Let’s start by looking at the XML file
library(XML)
library(RCurl)
## Loading required package: bitops
library(bitops)
#The file is located on my github page
docurl <- "https://raw.githubusercontent.com/mkollontai/DATA607/master/HW7/books.XML"
x <- getURL(docurl)
#Parse the XML data and isolate the root.
xmlRoot <- xmlRoot(xmlParse(x))
#Iterate SApply over each child within the root to pull the data into a matrix
xmlData <- xmlSApply(xmlRoot,function(x) xmlSApply(x, xmlValue))
#Convert this to a dataframe and display it.
xmlDataF <- data.frame(xmlData)
xmlDataF
## BOOK BOOK.1
## TITLE A Memory of Light Words of Radiance
## AUTHOR Robert Jordan, Brandon Sanderson Brandon Sanderson
## YEAR 2013 2014
## PUBLISHER Tor Books Tor Books
## SERIES A Wheel of Time The Stormlight Archive
## BOOK.2 BOOK.3
## TITLE Name of the Wind Lies of Locke Lamora
## AUTHOR Patrick Rothfuss Scott Lynch
## YEAR 2007 2006
## PUBLISHER DAW Books Bantam Spectra
## SERIES The Kingkiller Chronicle Gentleman Bastard
Now let’s look at the HTML file
library(rvest)
## Loading required package: xml2
##
## Attaching package: 'rvest'
## The following object is masked from 'package:XML':
##
## xml
#pull the data and convert it to a dataframe
htmlDataF <- as.data.frame(read_html("https://raw.githubusercontent.com/mkollontai/DATA607/master/HW7/books.html") %>% html_table(fill = TRUE))
#Due to the transposed data, rename the rows into the category names and columns to separate book entries.

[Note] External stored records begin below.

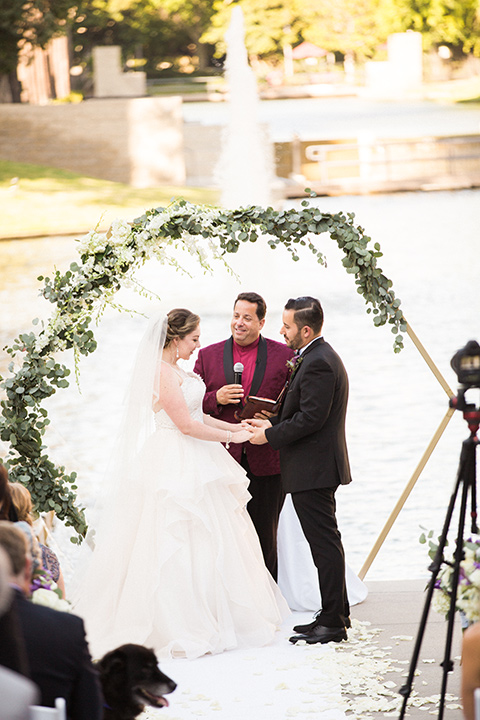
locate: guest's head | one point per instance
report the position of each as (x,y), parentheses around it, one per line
(248,319)
(302,321)
(5,590)
(15,544)
(22,502)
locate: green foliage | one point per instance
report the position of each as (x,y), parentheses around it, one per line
(108,261)
(452,22)
(34,21)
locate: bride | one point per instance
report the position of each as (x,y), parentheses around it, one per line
(177,564)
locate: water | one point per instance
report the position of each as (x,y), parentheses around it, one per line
(430,245)
(349,117)
(243,168)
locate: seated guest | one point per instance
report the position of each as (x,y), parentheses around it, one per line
(56,646)
(22,503)
(470,669)
(16,691)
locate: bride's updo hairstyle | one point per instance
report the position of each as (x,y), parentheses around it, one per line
(180,322)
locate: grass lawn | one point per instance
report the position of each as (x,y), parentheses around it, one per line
(37,200)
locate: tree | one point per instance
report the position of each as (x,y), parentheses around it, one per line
(452,22)
(34,22)
(353,27)
(191,17)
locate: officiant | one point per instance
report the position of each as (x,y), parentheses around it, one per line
(265,372)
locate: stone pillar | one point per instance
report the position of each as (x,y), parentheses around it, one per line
(108,78)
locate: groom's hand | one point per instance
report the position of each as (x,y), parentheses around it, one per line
(258,427)
(230,394)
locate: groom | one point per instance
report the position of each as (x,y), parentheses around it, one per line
(309,431)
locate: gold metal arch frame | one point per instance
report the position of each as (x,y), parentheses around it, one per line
(423,460)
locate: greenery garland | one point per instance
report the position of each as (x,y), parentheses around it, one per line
(109,261)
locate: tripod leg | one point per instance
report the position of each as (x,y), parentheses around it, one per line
(435,566)
(468,453)
(447,663)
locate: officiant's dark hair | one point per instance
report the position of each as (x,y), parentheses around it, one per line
(257,300)
(308,311)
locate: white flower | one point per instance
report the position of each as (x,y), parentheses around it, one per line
(474,577)
(120,231)
(42,341)
(440,602)
(50,599)
(156,222)
(93,242)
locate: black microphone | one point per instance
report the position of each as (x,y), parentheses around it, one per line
(238,370)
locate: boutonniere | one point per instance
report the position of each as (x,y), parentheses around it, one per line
(294,363)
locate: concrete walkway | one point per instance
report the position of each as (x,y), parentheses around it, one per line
(396,607)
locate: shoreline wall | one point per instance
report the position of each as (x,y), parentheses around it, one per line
(135,141)
(144,142)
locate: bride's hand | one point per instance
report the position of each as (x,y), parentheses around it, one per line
(241,436)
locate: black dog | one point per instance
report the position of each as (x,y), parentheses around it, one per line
(131,679)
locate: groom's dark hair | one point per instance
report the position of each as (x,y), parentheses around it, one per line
(307,311)
(254,298)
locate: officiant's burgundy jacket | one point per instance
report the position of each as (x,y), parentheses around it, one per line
(309,430)
(215,367)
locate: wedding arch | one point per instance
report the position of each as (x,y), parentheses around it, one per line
(109,261)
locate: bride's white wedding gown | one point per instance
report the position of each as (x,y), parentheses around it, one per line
(178,565)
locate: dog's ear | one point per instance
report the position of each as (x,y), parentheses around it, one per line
(113,661)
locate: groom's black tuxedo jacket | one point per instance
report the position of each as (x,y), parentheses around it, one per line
(309,431)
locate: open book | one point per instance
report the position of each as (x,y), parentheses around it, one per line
(255,404)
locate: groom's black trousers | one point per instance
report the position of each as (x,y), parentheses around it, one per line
(264,508)
(316,512)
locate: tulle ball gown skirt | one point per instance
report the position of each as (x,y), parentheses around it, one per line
(177,564)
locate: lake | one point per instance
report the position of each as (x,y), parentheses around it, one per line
(431,252)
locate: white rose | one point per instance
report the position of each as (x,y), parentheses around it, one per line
(474,577)
(157,221)
(120,231)
(50,599)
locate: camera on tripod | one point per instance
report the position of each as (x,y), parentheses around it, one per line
(466,363)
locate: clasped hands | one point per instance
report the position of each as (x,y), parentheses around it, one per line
(257,426)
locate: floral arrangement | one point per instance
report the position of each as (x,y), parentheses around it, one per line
(468,589)
(44,591)
(108,261)
(294,363)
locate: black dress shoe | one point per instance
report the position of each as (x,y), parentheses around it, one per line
(321,634)
(314,623)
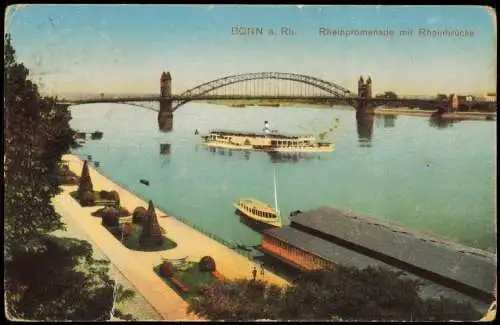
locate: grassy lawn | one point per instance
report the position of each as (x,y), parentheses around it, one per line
(96,194)
(132,241)
(190,277)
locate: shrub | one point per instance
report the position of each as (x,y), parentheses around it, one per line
(104,195)
(87,199)
(167,269)
(138,214)
(124,212)
(126,229)
(110,220)
(113,195)
(206,264)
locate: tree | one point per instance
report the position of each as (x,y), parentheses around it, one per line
(62,283)
(343,292)
(46,278)
(151,232)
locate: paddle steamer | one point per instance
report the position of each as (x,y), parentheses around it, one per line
(265,141)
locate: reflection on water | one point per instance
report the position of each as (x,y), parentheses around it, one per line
(394,180)
(166,124)
(438,122)
(385,121)
(165,148)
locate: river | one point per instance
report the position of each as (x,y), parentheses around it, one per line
(439,178)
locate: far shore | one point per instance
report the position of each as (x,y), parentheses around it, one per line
(381,111)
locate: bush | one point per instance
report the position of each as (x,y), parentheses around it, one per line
(124,212)
(113,195)
(167,269)
(138,214)
(104,195)
(206,264)
(111,219)
(87,199)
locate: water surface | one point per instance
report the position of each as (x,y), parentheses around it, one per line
(436,178)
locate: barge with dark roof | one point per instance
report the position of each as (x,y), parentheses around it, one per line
(325,237)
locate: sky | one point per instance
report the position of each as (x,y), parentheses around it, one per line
(124,48)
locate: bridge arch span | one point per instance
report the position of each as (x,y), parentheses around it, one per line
(204,88)
(122,103)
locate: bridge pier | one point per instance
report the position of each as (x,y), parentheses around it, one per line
(364,93)
(165,116)
(364,124)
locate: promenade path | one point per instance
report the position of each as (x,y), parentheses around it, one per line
(137,266)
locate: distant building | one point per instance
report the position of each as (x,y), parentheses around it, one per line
(490,97)
(325,237)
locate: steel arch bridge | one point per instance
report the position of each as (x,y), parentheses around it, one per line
(201,91)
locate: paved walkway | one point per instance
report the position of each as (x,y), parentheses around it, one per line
(136,266)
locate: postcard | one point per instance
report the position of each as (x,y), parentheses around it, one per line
(250,162)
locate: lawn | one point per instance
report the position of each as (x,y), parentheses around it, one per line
(132,241)
(191,277)
(97,197)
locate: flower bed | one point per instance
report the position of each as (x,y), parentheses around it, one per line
(97,199)
(131,240)
(188,277)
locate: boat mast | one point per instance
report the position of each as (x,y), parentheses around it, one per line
(276,196)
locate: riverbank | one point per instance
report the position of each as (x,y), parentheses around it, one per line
(378,111)
(137,266)
(451,116)
(137,306)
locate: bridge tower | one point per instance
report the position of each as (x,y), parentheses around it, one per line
(165,116)
(364,93)
(453,103)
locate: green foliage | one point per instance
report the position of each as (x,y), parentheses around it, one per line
(46,278)
(138,215)
(167,269)
(207,264)
(342,293)
(63,282)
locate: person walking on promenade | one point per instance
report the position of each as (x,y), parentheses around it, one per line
(254,273)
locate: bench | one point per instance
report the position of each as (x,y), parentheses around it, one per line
(179,285)
(218,276)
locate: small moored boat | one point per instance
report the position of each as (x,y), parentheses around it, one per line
(260,212)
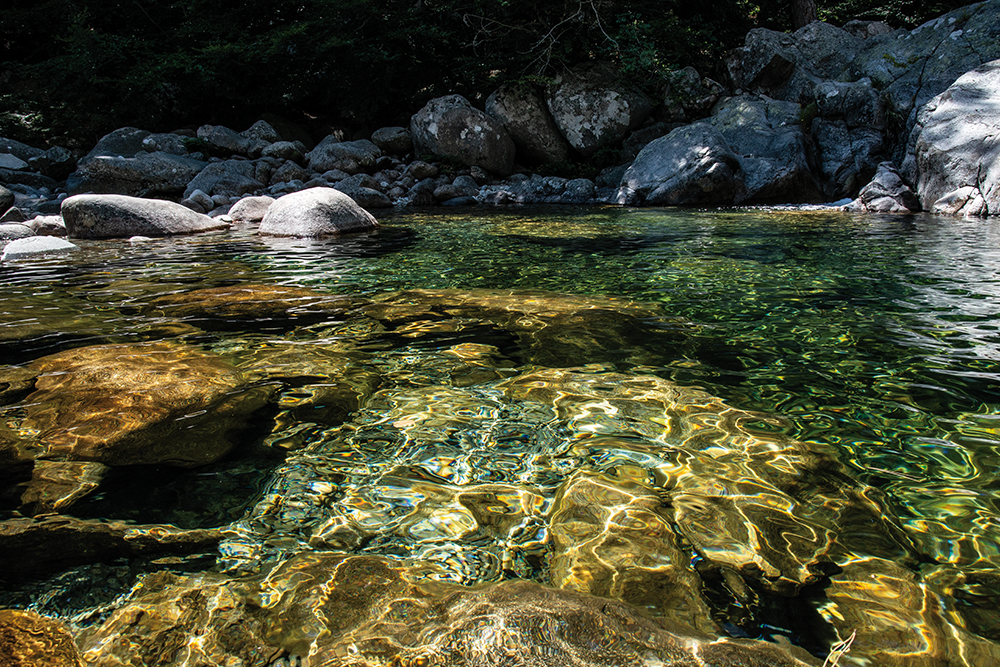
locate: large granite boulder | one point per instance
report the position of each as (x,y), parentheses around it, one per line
(751,150)
(956,146)
(118,216)
(224,140)
(594,108)
(331,153)
(523,114)
(250,209)
(911,67)
(123,142)
(691,165)
(143,175)
(315,212)
(36,245)
(153,403)
(393,140)
(6,199)
(229,177)
(18,149)
(887,193)
(451,127)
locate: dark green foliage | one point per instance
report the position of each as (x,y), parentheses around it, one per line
(75,69)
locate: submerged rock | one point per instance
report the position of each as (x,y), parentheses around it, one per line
(139,404)
(341,610)
(30,640)
(245,303)
(956,154)
(56,542)
(316,212)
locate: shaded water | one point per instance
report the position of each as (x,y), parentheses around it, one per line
(410,431)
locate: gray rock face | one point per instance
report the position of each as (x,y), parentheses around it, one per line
(956,146)
(523,114)
(140,176)
(16,148)
(788,67)
(123,142)
(593,108)
(284,150)
(229,177)
(687,96)
(117,216)
(8,161)
(393,140)
(691,165)
(36,245)
(316,212)
(887,193)
(167,142)
(847,156)
(250,209)
(451,127)
(6,199)
(14,230)
(261,131)
(752,149)
(225,139)
(910,68)
(331,153)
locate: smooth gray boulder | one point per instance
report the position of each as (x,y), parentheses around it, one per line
(315,212)
(167,142)
(332,154)
(364,190)
(691,165)
(956,146)
(144,175)
(36,245)
(261,131)
(789,67)
(451,127)
(229,177)
(47,225)
(8,161)
(6,199)
(594,108)
(908,68)
(751,150)
(250,209)
(14,230)
(887,193)
(285,150)
(18,149)
(772,148)
(846,156)
(119,216)
(523,113)
(123,142)
(393,140)
(224,139)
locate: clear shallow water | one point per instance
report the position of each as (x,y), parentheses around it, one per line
(872,337)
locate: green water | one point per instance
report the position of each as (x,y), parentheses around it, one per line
(876,336)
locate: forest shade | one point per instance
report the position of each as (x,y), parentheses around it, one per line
(72,70)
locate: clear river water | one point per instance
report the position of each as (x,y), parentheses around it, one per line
(798,413)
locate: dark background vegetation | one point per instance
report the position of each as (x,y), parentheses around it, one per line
(72,70)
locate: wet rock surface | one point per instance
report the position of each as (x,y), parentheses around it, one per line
(139,404)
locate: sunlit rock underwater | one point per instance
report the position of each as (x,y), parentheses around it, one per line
(338,452)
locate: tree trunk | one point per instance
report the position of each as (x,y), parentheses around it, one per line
(803,13)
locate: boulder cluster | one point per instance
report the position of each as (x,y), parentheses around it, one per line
(806,117)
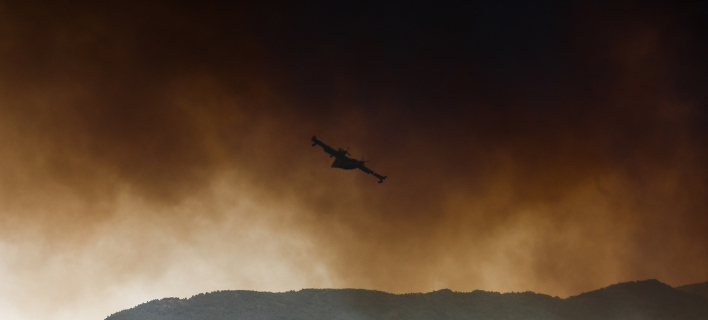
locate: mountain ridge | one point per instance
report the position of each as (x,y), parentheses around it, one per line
(648,299)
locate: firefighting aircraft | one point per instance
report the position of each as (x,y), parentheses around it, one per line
(343,162)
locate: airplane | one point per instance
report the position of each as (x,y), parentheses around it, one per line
(343,162)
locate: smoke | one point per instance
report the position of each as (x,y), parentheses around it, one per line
(163,150)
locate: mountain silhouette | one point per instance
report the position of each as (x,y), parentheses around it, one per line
(646,300)
(700,289)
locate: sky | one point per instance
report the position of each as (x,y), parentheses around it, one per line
(155,149)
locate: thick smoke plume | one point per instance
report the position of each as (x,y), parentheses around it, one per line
(155,150)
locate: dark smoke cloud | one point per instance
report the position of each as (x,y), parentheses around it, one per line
(555,148)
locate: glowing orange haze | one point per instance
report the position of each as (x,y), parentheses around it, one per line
(134,170)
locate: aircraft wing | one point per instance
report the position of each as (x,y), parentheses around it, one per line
(371,172)
(327,148)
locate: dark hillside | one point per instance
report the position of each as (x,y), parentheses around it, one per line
(646,300)
(700,289)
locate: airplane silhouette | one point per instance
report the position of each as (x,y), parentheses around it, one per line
(343,162)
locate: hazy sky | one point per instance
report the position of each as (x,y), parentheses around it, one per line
(161,150)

names(htmlDataF) <- c("Book1", "Book2", "Book3", "Book4")
row.names(htmlDataF) <- c("Title", "Author", "Year", "Publisher", "Series")
htmlDataF
## Book1 Book2
## Title A memory of Light Words of Radiance
## Author Robert Jordan & Brandon Sanderson Brandon Sanderson
## Year 2013 2014
## Publisher Tor Books Tor Books
## Series A Wheel of Time The Stromlight Archive
## Book3 Book4 NA
## Title Name of the Wind Lies of Locke Lamora NA
## Author Patrick Rothfuss Scott Lynch NA
## Year 2007 2006 NA
## Publisher DAW Books Bantam Spectra NA
## Series The Kingkiller Chronicle Gentleman Bastard NA
Finally, let’s take a look at the JSON file
library(jsonlite)
jsonURL <- "https://raw.githubusercontent.com/mkollontai/DATA607/master/HW7/books.json"
j <- getURL(jsonURL)
jsonData <- as.data.frame(fromJSON(j))
jsonData
## Title Author Year
## 1 A Memory of Light Robert Jordan & Brandon Sanderson 2013
## 2 Words of Radiance Brandon Sanderson 2014
## 3 Name of the Wind Patrick Rothfuss 2007
## 4 Lies of Locke Lamora Scott Lynch 2006
## Publisher Series
## 1 Tor Books A Wheel of Time
## 2 Tor Books The Stormlight Archive
## 3 DAW Books The Kingkiller Chronicle
## 4 Bantam Spectra Gentleman Bastard
The three data frames contain the same information, though it took some cleaning and scrubbing to fix names of columns/rows. They are transposed with respect to one another in some cases, but this is not something that couldn’t be cleared up if necessary.The HTML dataframe contains an extra empty column with NAs.